'Mummy Returns': a sock-it-to-'em spectacle

"The Mummy Returns" - and is anyone surprised? When you have box-office numbers like those racked up by "The Mummy" two years ago - more than $400 million worldwide, not counting video - you're bound to whip up a sequel quicker than an ancient Egyptian wizard could hex a hapless enemy.

Modern movie marketing is more arcane than ancient Egyptian wizardry, of course - today's incantations have to coax hordes of ticket-buyers into parting with their cash - so the sorcerers at Universal Pictures have backed up their alchemy with a clever Hollywood move. They've reenlisted the whole starring cast of the earlier "Mummy," along with writer-director Stephen Sommers and his experienced team of special-effects experts (see story, page 19).

All of which means "The Mummy Returns" is an unapologetic clone of its popular predecessor, unleashing a similar megadose of high-tech jolts.

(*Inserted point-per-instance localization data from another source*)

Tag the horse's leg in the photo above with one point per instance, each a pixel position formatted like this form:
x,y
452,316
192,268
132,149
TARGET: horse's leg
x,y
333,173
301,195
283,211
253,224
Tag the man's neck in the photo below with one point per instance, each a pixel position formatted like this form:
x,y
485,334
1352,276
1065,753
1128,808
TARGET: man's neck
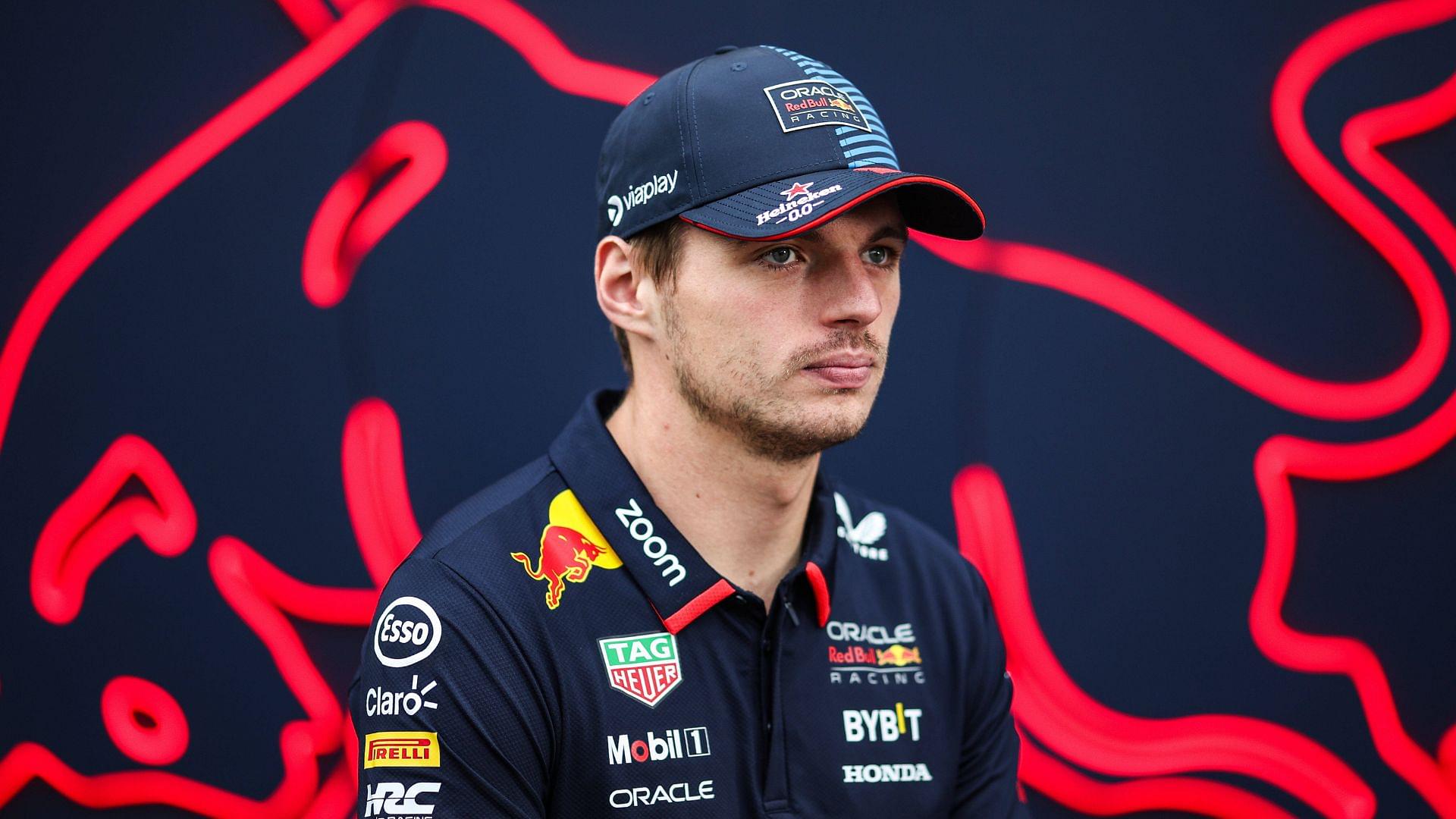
x,y
745,513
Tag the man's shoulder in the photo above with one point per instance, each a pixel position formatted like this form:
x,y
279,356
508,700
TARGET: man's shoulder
x,y
894,541
475,539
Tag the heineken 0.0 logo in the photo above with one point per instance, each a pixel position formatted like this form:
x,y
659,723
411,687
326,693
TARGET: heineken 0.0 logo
x,y
644,667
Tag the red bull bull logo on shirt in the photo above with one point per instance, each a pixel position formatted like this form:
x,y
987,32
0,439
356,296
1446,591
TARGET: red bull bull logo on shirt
x,y
571,545
642,667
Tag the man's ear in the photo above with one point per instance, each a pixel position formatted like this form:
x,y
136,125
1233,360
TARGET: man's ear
x,y
623,293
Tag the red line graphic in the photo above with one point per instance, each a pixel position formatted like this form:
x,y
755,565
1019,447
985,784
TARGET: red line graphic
x,y
354,218
158,741
92,523
1049,703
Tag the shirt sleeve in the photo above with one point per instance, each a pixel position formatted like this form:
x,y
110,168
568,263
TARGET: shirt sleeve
x,y
990,749
450,716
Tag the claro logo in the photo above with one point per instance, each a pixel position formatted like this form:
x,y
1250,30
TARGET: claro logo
x,y
653,545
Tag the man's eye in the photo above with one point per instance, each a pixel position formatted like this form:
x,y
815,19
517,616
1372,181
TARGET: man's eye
x,y
880,256
781,257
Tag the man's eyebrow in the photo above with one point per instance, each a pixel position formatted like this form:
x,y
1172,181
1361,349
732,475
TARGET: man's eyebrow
x,y
886,232
892,232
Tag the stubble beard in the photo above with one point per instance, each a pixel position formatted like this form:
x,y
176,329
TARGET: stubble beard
x,y
767,425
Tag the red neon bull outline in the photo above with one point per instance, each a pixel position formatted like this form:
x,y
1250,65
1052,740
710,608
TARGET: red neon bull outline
x,y
1280,458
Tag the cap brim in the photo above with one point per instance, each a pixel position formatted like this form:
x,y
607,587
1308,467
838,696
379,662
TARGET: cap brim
x,y
783,207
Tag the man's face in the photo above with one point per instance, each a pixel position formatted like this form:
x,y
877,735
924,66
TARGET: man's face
x,y
783,343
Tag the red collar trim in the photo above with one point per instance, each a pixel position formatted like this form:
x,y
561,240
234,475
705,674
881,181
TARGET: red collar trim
x,y
698,605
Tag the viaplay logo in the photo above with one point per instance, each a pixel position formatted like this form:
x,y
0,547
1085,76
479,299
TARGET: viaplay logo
x,y
638,194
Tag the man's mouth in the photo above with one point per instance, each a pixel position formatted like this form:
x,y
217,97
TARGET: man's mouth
x,y
842,371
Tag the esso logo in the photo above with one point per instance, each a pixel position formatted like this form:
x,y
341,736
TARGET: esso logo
x,y
406,632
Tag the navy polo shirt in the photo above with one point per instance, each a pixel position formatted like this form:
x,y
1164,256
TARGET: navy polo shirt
x,y
555,648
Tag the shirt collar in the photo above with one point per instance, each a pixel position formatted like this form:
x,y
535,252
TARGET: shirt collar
x,y
674,577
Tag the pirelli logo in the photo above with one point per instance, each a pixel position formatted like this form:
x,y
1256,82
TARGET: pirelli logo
x,y
402,749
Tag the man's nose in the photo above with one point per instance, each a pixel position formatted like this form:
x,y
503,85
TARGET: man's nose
x,y
854,293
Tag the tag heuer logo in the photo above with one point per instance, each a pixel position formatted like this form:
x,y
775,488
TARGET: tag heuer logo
x,y
642,667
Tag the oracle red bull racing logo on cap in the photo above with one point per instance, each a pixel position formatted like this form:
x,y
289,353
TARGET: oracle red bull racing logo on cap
x,y
571,545
807,104
642,667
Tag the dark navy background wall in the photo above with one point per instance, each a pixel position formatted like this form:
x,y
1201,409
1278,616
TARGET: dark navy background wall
x,y
1134,136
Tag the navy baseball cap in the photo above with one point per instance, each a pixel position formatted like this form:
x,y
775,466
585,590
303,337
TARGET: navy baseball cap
x,y
761,143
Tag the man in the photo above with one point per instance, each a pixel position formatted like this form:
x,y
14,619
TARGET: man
x,y
673,613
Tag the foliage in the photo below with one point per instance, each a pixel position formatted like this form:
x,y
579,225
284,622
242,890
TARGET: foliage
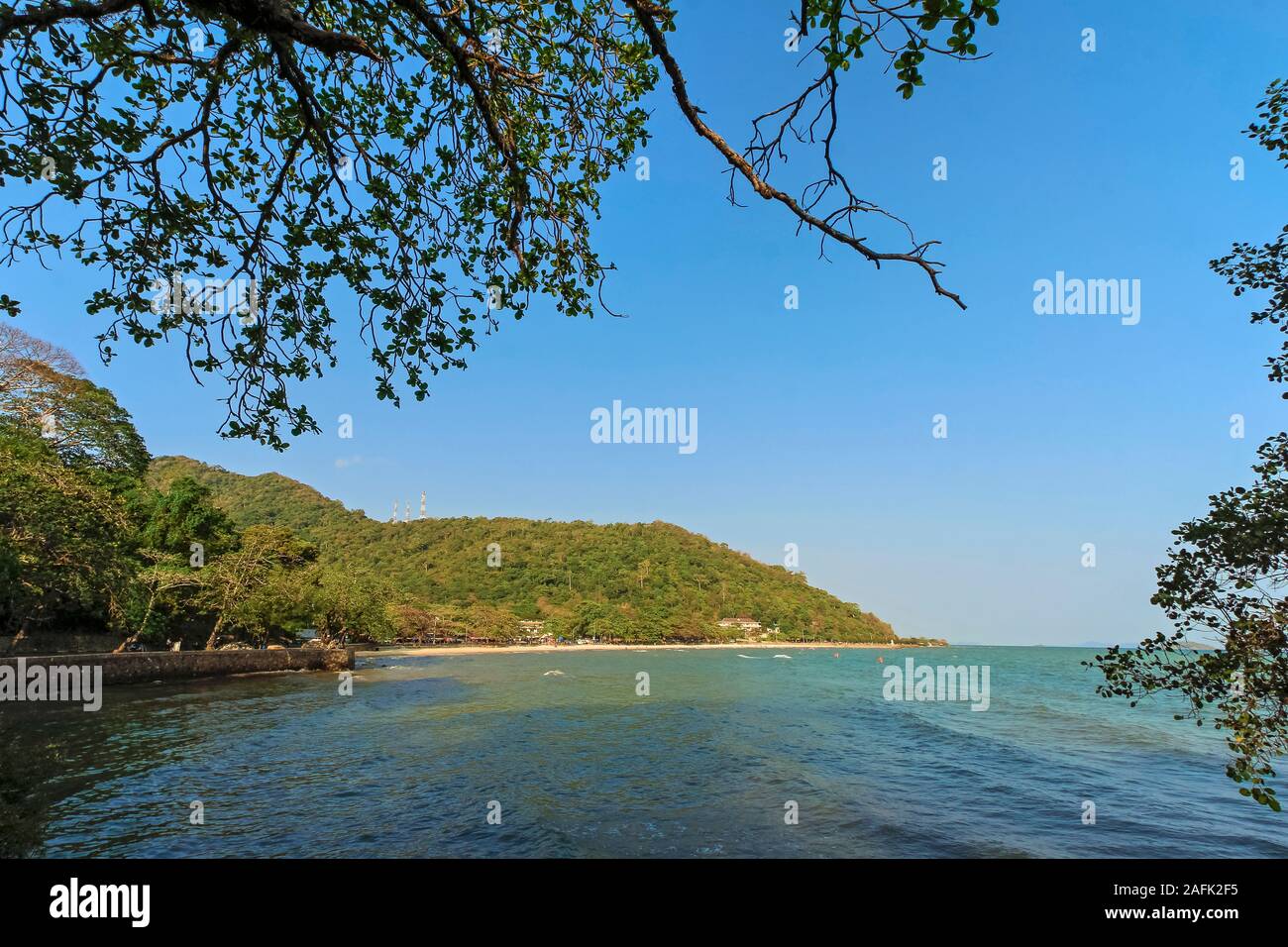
x,y
438,162
583,577
64,540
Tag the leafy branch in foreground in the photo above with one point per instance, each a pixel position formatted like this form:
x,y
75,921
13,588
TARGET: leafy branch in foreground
x,y
241,169
1227,574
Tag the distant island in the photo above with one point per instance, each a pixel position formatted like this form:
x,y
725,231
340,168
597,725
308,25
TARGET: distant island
x,y
106,548
509,579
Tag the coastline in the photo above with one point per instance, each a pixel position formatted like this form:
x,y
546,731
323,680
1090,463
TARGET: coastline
x,y
445,650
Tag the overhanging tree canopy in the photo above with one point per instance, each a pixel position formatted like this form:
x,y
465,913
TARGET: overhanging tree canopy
x,y
442,158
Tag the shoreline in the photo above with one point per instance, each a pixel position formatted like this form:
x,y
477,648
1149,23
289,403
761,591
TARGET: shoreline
x,y
443,650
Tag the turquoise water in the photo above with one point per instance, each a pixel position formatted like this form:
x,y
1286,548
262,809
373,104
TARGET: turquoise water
x,y
702,767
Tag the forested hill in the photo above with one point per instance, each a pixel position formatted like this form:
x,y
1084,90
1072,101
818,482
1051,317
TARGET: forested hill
x,y
639,577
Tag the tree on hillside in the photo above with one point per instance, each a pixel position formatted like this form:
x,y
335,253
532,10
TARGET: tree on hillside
x,y
439,158
343,604
78,419
233,579
64,541
183,514
1227,575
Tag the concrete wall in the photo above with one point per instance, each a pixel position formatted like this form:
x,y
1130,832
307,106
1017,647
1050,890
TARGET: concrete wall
x,y
58,643
141,668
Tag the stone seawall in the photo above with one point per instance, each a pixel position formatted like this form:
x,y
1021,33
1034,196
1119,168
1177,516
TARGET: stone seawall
x,y
146,667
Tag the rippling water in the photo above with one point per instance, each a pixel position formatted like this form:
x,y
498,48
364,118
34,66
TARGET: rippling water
x,y
581,766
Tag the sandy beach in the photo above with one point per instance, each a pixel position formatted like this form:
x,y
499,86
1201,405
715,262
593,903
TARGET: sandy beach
x,y
545,648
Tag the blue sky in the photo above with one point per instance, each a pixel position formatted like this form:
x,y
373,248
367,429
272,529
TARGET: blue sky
x,y
815,423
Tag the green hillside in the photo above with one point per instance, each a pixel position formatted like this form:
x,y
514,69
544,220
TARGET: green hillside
x,y
648,579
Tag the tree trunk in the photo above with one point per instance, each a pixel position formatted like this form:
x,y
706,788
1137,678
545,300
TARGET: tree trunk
x,y
214,633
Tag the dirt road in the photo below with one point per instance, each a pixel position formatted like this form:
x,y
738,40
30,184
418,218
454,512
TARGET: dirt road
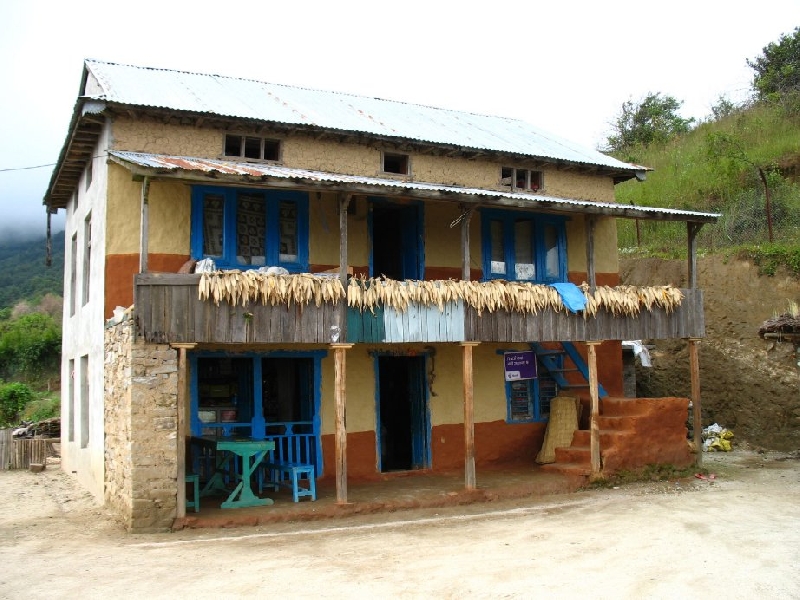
x,y
735,537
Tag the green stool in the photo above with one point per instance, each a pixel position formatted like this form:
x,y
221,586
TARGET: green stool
x,y
195,481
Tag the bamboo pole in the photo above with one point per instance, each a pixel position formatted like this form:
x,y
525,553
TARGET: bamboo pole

Again the sturdy Brendan Fraser plays the sturdy Rick O'Connell, a handsome adventurer fond of poking around old tombs with his Egyptologist wife (Rachel Weisz) and - in a new offshoot of the "Mummy" franchise - their son Alex, a feisty eight-year-old. Their current exploits revolve around the resurrection of Imhotep, their three-millennium-old nemesis; the lurking danger of a long-ago warrior called The Scorpion King; and the appearance on Alex's arm of a magical bracelet that threatens to set off "a chain reaction that could bring on the apocalypse," in one of the movie's more flamboyant story twists.

Will the new "Mummy" captivate viewers as thoroughly as the 1999 version did? There's no reason to think otherwise. "The Mummy Returns" delivers all the sock-it-to-'em spectacle a Saturday-night audience could ask for, accompanied by rousing visual effects, smart-alecky dialogue, and enough sword-swinging action to beat "Gladiator" at its own game.

This said, the spectacle of yet another "Mummy" shuffling into view makes this an opportune time to ponder the difference between today's horror flicks and classics like the very first "Mummy" movie, directed by Karl Freund.

Catch that 1932 version on video, and you'll discover a very different approach to the notion of scary movies. Like other supernatural tales released by Universal in the 1930s - the original film versions of "Frankenstein" and "Dracula" among them - it creates its spooky moods through subtle suggestions rather than head-pounding action and flashy technical feats. Freund knew how to enrapture an audience with nuance and understatement, getting under your skin instead of assaulting your eyes and ears.

Decades of escalating action and visceral violence have taken a toll on the horror genre, though, and "The Mummy Returns" relies more on intricate computer effects than on persuasive acting, dialogue, and ideas.

Most regrettable of all, there's not a moment of real feeling in this expensive but empty-hearted epic. Even when death overcomes a sympathetic character, it's hard to care, because the next shot will surely bring some arbitrary plot device to reverse the problem and expedite the happy ending.

Fans of modern-day horror will find everything here they desire, and rivers of money are certain to flow from the "Mummy" coffin to Universal's coffers as the summer box-office season begins. But moviegoers who like subtle chills may wish this explosive entertainment were buried quietly in the Egyptian sand.

Rated PG-13; contains a great deal of action-movie violence.